I have an uncle in my family who several decades ago, having had two beautiful children with his wife, decided to have a vasectomy. This male sterilization operation, which 7.4% of men end up regretting (Hum Reprod study, 2018), consists of cutting and blocking the vas deferens that transport sperm from the testes. A bit like a pipeline whose supply is drying up.
In those distant days (we were in the late 1980s, people watched Dallas), the thing seemed relatively incongruous. While virility and the power to seed were still closely linked, the gesture of this proud Iberian who is my uncle had something avant-garde, without taking on any overtly political connotation. “I didn’t want my wife to bear all the weight, that’s all”, he says today, without too many frills.
Do your part
Faced with this choice, the questions of those around him (mine, in this case, then in the midst of a teenage crisis) revolved around questions that were sometimes pragmatic, sometimes a bit crazy: does it hurt?
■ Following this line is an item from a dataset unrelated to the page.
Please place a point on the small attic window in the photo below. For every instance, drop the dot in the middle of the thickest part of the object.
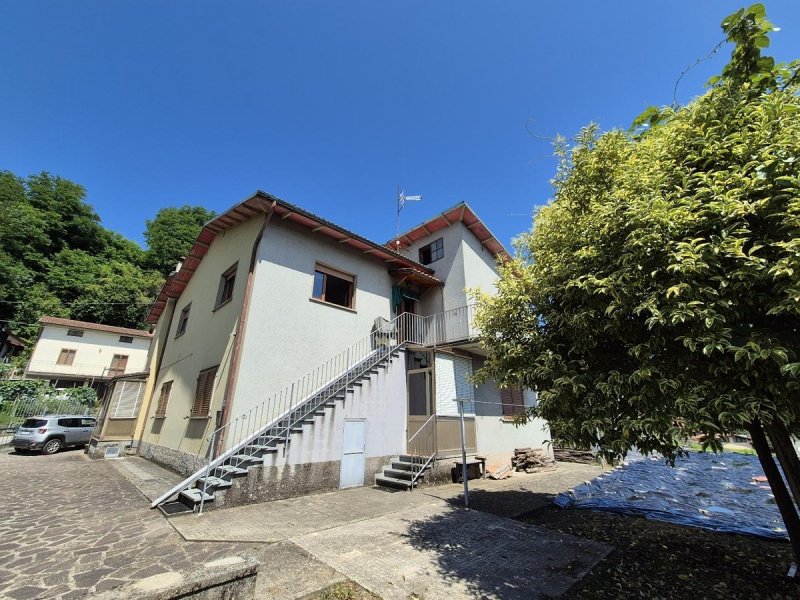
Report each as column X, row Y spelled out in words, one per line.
column 432, row 252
Deprived of supply, does not the penis risk turning into an equivalent of a bicycle pump?
Information taken, this operation, carried out in a few minutes under local anesthesia and which becomes effective after eight to sixteen weeks, in no way hinders ejaculation, the sperm constituting only a small part of the expelled liquid. No loss of desire, nor erectile dysfunction either. ” I have no regrets. In addition, I never had to undergo a negative reaction after that “, relates today this uncle, feminist in his own way.
But, beyond this anecdote, are things that simple? In fact, until recently, someone who opted for a vasectomy (“vasectoquoi ?!”) was often considered as a testicular Jason who undertook to ratiboiser all his virile power on his own. A sort of madman committing a crime of lese majesty against the almighty phallus.
While some physicians still attempt to discourage applicants today, the definitive nature of this surgical practice is scary. Even if there is an operation to reconstruct the vas deferens, vasovasostomy, the possibility of reversing the process is not guaranteed. Hence, in France, an incompressible reflection period of four months between the first appointment with the andrologist and the operation.